Here are a handful of ideas I’ve found to be pretty easy ways to honor God and His creation with my lifestyle. Our old friend Kermit may have been right that green isn’t easy, but it doesn’t mean that being green has to be impossible.

A few very doable ways to get you off to a green start:

1) Choose one location you visit often and go there without driving. Maybe it’s work, a local park, or the grocery store. Take the bus, bike, or walk. Make it a fun adventure!

2) Replace your light bulbs with the new energy efficient bulbs that sort of resemble a strange curly straw.

3) Paper or plastic? How about neither! Those 99 cent reusable bags sold at grocery stores are handy for carrying groceries, and you save the world from one of those dreadful plastic bags blowing across the town like tumbleweed!

4) Use your local recycling service. For many of us, we take the trash bin to the curb anyway. Why not pull out your recyclable plastics, glass, paper, and cardboard and throw it in a separate bin? Check with your local municipality and save some landfill space.

5) Do you like free stuff? Then freecycle! Check-out http://www.freecycle.org/ for people in your community choosing to give away items rather than trash them. You will see just about everything being given away — patio furniture, clothes, tools, even trees! That old lamp that’s been collecting dust for years now? Get in on the give-away fun and freecycle it. To join, you simply have to create a free yahoo email account to participate and then find your local freecycle group and check the postings whenever you wish.

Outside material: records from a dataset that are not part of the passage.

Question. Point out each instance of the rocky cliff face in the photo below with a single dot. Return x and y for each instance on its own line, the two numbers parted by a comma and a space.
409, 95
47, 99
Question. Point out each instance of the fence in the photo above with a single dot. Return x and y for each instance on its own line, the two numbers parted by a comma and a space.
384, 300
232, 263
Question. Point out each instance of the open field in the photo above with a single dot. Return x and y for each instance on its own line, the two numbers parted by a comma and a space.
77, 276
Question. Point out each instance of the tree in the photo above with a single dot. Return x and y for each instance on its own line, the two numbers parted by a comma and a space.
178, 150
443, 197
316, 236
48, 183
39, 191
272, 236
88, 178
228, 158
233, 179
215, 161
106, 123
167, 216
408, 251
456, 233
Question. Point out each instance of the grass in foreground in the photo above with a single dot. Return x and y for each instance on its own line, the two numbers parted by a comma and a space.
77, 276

6) Breathe easier — by having a houseplant. Strike back at stale indoor air and welcome a live oxygen producing plant into your home. Just be sure to love on it with water and sunlight.

7) Start a compost bin and recycle plant-based table scraps. If you have 12 inches of space outside your back door, you can compost. Not only does it equal less trash for landfills, it creates nutrient-rich, chemical-free fertilizer for your yard or garden.

8) Do you have any electronics sitting around your house or office and not being used? Go to http://www.gazelle.com/, a great site for either recycling or selling those outdated iPods, PDA's, and other old technologies you've left behind.

Being green isn’t just the latest hip trend. It’s a great, hands-on method of showing your love for God. Through simple ways, one step at a time, we can all take care of His creation.
Craig Manes is the director of church relations for admissions at Olivet Nazarene University and he gets his weekly workout by mowing with his gas-free mower and shoveling compost into his yard.

1 comment:

  1. Way to go Craig. You're the greenest guy with red hair I've ever met.